Return to Remodeling Normalcy

BY ERIK J. MARTIN ON SEPTEMBER 22ND, 2016

The housing downturn a few years ago caused many homeowners to retreat within their shells and abandon thoughts of residential improvement. But now, like the tortoise that beat the hare, they’re back in the remodeling race and ready to reap the rewards of renovation, suggests a new study.

The Joint Center for Housing Studies of Harvard University’s most recent quarterly Leading Indicator of Remodeling Activity report expects growth in home improvement and repair expenditures to hit 8 percent by the beginning of 2017, far outpacing the 4.9 percent historical average. Annual spending is anticipated to reach $321 billion by the middle of next year. That’s good news for both the real estate market and remodeling industry, say the experts.

“Homeowners should be rejoicing right now, as the past few years have been difficult for those who want to sell their homes,” says Angie Hicks, founder and CMO of Indianapolis-based Angie’s List. “This report’s findings are a signal for homeowners to immediately start getting their properties into shape to take advantage of better economic conditions and the fact that more renters are looking to buy homes due to rental rate increases.”

Karl Champley, an award-winning builder and developer, the season one winner of HGTV’s “Ellen’s Design Challenge,” and a member of a trend-forecasting panel for the National Kitchen and Bath Association (NKBA), says remodeling activity is on the rise based on several factors.

“Currently, there is a small unemployment figure, which creates more disposable income, and interest rates remain low, which makes it easier to borrow money for home improvement projects,” Champley says. “Stats also show that many homeowners are living in their homes longer and willing to invest in making their abodes more livable and enjoyable.”

Others are motivated to forgo new construction and purchase a fixer-upper they can renovate for less, and many who had delayed listing their homes due to previously poor market conditions are now eager to make improvements in order to sell and recoup a higher resale value.

“If you haven’t updated your home in a while, chances are pretty good that you’re behind. Part of successfully selling a home is looking at the competition and seeing if there are popular renovations going on in the neighborhood you may need to keep pace with,” says Joshua Jarvis, owner of Jarvis Team Realty in Duluth, Georgia.

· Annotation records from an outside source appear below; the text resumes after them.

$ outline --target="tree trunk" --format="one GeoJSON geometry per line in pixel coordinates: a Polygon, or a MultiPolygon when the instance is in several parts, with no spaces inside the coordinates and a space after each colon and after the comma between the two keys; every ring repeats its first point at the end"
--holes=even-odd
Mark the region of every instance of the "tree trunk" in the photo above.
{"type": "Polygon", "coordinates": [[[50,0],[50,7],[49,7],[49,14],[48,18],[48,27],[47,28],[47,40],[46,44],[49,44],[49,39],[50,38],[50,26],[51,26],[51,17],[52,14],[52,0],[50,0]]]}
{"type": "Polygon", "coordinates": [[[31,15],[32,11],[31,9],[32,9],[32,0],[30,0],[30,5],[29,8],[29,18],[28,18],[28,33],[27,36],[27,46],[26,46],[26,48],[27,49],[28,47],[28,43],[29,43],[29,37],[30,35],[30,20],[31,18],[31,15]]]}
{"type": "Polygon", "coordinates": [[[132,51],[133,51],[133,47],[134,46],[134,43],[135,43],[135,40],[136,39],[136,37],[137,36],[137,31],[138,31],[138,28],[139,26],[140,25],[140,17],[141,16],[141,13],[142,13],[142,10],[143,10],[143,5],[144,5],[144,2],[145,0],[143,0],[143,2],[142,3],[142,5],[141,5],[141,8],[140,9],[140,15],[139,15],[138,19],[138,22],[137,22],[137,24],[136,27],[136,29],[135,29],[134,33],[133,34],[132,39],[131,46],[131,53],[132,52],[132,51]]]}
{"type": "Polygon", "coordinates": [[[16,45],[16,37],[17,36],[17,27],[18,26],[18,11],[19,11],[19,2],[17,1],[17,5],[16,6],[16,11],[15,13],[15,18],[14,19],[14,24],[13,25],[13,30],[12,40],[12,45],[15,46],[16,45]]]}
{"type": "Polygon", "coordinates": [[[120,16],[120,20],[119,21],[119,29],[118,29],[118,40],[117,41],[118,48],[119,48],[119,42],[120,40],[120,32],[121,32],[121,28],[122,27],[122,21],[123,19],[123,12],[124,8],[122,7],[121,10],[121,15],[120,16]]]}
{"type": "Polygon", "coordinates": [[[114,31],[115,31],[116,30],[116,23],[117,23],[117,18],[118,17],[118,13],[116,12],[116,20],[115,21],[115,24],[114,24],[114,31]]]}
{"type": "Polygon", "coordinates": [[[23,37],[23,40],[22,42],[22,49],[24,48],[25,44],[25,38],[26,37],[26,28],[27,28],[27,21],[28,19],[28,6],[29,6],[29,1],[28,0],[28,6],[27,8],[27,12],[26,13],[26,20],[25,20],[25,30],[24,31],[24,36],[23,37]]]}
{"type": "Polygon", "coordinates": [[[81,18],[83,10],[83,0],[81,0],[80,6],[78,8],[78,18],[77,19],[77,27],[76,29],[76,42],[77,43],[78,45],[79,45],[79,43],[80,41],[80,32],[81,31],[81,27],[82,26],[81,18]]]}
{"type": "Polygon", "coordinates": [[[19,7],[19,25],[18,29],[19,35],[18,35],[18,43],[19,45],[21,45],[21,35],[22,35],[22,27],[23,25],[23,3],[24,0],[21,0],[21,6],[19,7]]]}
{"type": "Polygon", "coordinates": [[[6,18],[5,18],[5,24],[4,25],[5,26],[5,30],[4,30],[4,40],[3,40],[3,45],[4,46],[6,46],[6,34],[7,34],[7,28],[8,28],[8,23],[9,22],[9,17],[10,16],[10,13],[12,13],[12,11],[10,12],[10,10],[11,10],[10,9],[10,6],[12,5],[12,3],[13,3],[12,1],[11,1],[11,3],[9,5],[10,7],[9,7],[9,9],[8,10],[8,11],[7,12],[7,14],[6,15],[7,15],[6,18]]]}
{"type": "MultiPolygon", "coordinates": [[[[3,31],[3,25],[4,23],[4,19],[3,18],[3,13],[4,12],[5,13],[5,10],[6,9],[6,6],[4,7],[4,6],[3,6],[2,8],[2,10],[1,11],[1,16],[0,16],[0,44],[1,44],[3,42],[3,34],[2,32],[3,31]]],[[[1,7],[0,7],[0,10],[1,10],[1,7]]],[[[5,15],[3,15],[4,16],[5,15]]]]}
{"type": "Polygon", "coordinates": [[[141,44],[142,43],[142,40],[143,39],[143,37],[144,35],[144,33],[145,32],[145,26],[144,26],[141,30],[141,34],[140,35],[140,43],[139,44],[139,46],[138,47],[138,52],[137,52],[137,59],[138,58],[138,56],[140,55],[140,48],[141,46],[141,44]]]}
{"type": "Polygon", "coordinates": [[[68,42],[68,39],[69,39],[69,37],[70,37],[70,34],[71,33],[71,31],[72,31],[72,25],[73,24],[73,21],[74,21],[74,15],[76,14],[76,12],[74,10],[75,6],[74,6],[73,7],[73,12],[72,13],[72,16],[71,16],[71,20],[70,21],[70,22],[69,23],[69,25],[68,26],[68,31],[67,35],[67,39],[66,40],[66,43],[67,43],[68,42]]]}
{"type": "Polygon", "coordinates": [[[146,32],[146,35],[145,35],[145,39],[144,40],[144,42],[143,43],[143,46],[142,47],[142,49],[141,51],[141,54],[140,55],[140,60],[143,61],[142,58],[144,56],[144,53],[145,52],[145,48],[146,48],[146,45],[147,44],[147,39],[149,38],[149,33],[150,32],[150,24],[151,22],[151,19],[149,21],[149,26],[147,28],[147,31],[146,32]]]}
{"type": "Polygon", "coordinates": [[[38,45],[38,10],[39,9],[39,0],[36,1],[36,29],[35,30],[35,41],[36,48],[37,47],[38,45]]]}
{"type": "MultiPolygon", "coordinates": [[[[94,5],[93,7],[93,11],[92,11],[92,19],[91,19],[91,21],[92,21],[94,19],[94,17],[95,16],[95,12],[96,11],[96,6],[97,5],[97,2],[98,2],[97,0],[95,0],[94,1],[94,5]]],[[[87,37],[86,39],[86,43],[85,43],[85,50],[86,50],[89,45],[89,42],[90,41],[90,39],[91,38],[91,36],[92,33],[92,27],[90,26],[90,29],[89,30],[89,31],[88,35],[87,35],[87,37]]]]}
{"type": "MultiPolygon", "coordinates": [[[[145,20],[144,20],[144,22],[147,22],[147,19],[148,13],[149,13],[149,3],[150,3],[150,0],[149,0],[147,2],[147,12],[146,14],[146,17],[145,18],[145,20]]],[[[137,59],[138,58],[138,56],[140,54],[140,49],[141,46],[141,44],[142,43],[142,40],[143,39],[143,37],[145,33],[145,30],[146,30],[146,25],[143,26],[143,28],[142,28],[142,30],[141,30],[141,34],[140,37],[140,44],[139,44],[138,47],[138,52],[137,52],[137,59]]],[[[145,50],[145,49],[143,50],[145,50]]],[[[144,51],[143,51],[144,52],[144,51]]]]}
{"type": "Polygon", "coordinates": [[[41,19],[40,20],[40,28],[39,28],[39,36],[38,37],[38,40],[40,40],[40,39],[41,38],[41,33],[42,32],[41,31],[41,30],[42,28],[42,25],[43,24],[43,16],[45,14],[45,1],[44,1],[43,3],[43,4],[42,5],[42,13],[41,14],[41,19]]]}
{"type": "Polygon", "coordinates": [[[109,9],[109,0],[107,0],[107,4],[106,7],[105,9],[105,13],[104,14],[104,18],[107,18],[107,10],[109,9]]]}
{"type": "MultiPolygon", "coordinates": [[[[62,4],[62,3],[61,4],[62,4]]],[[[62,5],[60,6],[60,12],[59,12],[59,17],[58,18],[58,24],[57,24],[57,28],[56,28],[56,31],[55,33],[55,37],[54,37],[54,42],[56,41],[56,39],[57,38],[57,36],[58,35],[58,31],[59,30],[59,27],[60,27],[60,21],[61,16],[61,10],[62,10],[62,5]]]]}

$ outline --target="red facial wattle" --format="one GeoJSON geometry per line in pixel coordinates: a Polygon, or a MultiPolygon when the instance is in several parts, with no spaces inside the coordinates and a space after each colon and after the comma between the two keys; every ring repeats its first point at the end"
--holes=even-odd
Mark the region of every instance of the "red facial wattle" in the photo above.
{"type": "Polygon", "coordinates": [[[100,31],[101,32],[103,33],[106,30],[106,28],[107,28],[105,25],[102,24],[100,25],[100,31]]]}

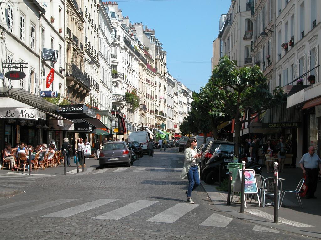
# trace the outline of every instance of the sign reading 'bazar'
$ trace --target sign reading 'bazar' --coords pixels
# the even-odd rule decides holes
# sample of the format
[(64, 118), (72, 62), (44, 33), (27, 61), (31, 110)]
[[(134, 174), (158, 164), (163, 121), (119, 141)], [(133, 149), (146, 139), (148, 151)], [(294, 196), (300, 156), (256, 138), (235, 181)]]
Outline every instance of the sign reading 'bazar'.
[(4, 76), (10, 80), (20, 80), (26, 77), (26, 74), (21, 71), (9, 71), (4, 74)]
[(299, 127), (301, 123), (262, 123), (263, 128), (271, 128), (277, 127)]
[(45, 61), (50, 62), (56, 62), (58, 59), (58, 50), (49, 49), (48, 48), (42, 49), (42, 59)]

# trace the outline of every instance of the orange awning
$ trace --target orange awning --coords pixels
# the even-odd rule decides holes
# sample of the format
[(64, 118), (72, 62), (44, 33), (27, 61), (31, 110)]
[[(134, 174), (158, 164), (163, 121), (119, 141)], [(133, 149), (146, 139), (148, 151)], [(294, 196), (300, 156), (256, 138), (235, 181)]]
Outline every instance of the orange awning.
[(311, 108), (320, 105), (321, 105), (321, 97), (316, 98), (312, 100), (308, 101), (304, 104), (302, 108), (302, 110)]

Champley says your smartest remodeling investments remain kitchen and bathroom redos, although these can be among the most expensive rooms to upgrade.

“Adding an exterior deck can be a great way to extend your dining experience without making any major alterations to your home, and adding a handsome entrance door to your home is an inexpensive way to create great curb appeal and value,” Champley says.

Hicks cautions, however, that if you want to sell soon, it’s okay to “keep up with the Joneses” but don’t try to outdo them with lavish upgrades. Instead, consult closely with your real estate agent and consider smaller improvements, such as fixing leaks, focusing on curb appeal and adding a fresh coat of paint.

“If you want to sell in a few years, an investment in a major remodel makes more sense, as you’ll have time to enjoy the improvements in a more livable house and be in a great position as the market continues to heat up,” Hicks says. “My rule of thumb is don’t spend more than 20 percent of your current home’s value on remodeling projects or you likely won’t maximize your investment.”

Regardless of the scope of your chosen project, Champley recommends enlisting the help of an experienced designer who can better ensure a more desirable outcome.

“A home that has been designed correctly feels right with all elements complementing each other, not fighting each other,” Champley says.